Question #3: If David is designed to love, is it reasonable to assume he knows how to hate?
This question is raised by Henry. I think it’s a really good question, and I certainly believe the answer is yes. Hatred can rise from jealousness, competition, the desire for possession, and other things related to love. Martin hates David for competing with him for Monica’s love, so he deceived David into cutting off a lock of Monica’s hair in the middle of the night. I was surprised. How can a kid conduct such an insidious behavior? But when I saw David killed another David insanely in the office of Cybertronics headquarter while screaming “I’m David; I’m special; I’m unique,” I suddenly realized that this is exactly the hatred incubated in love. David was angry not because his self-identity is lost. He was angry because he thought his non-uniqueness would undermine Monica’s love for him because he believed Monica’s love for him is based on his uniqueness. Upon seeing other Davids in boxes, he even hated himself for being one of them, so he committed suicide. He knows how to hate, even though he hasn’t realized it yet.
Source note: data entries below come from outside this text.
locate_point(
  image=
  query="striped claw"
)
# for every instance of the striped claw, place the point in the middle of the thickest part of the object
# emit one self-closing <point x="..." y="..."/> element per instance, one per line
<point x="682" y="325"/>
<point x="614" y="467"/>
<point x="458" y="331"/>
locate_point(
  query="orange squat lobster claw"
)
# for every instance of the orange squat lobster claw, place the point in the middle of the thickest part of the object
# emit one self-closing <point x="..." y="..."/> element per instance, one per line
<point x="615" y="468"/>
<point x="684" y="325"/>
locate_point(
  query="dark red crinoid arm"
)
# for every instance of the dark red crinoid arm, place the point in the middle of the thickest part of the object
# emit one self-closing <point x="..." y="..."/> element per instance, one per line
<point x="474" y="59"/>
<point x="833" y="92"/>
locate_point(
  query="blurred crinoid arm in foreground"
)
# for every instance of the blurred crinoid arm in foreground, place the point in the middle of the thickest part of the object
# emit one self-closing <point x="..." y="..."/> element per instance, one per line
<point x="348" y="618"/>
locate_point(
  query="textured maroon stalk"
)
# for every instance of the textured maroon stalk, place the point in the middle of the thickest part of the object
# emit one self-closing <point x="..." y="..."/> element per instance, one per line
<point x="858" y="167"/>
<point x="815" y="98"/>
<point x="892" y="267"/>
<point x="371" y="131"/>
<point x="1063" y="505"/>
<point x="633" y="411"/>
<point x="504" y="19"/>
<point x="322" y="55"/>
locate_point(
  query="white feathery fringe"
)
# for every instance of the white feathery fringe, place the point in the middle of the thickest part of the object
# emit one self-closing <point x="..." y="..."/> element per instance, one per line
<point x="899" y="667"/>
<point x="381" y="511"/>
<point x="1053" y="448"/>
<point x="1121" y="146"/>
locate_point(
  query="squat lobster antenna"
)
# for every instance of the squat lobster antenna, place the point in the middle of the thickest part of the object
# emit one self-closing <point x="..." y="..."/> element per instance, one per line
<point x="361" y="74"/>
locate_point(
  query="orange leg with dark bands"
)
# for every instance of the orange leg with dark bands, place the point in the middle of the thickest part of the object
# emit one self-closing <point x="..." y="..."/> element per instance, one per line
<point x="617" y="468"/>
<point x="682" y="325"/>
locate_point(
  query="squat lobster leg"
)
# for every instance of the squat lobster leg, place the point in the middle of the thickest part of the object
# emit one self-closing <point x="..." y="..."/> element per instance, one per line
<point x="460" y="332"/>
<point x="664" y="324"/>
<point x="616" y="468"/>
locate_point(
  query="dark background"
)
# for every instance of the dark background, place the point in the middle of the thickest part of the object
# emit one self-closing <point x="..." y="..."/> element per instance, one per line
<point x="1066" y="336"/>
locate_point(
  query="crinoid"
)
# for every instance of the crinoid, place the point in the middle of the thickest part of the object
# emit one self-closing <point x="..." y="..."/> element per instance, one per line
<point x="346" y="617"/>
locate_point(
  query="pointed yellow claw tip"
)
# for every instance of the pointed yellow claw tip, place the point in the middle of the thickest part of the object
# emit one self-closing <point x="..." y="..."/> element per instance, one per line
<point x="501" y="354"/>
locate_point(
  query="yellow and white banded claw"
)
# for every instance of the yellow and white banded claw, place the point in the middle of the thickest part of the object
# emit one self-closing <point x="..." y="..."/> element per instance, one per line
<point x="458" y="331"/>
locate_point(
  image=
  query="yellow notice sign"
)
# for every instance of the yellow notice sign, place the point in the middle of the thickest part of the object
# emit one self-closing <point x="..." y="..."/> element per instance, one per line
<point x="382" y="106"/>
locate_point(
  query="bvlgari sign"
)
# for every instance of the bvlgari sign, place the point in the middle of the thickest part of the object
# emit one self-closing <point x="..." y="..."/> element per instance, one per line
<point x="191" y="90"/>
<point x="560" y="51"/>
One more thing I found interesting is that the moment when David found the other “Davids” echoes many other films in which the protagonists shockingly find other versions of themselves. Carolyn Jess-Cooke discussed this as well. In Aliens: Resurrection, Ripley found many failed “Ripleys” in the lab. In Triangle, Jess found a pile of bodies of herself on the deck. People in Coherence saw other versions of themselves in the house across the street, not to mention The 6th Day and Predestination. These moments reveal them a truth that either they are trapped in some loop or they are products assembled in factories. Sameness is the nature of capitalism manufacturing. Even the feeling of being unique is replicable. We are living in a society full of homogeneous products, but somehow we are afraid of becoming one of them. In this afraid rests some of the meanings of being a human instead of being a pencil. The problem is where we should put our creatures in the continuum between humans and pencils. Or, is it a continuum or dichotomy?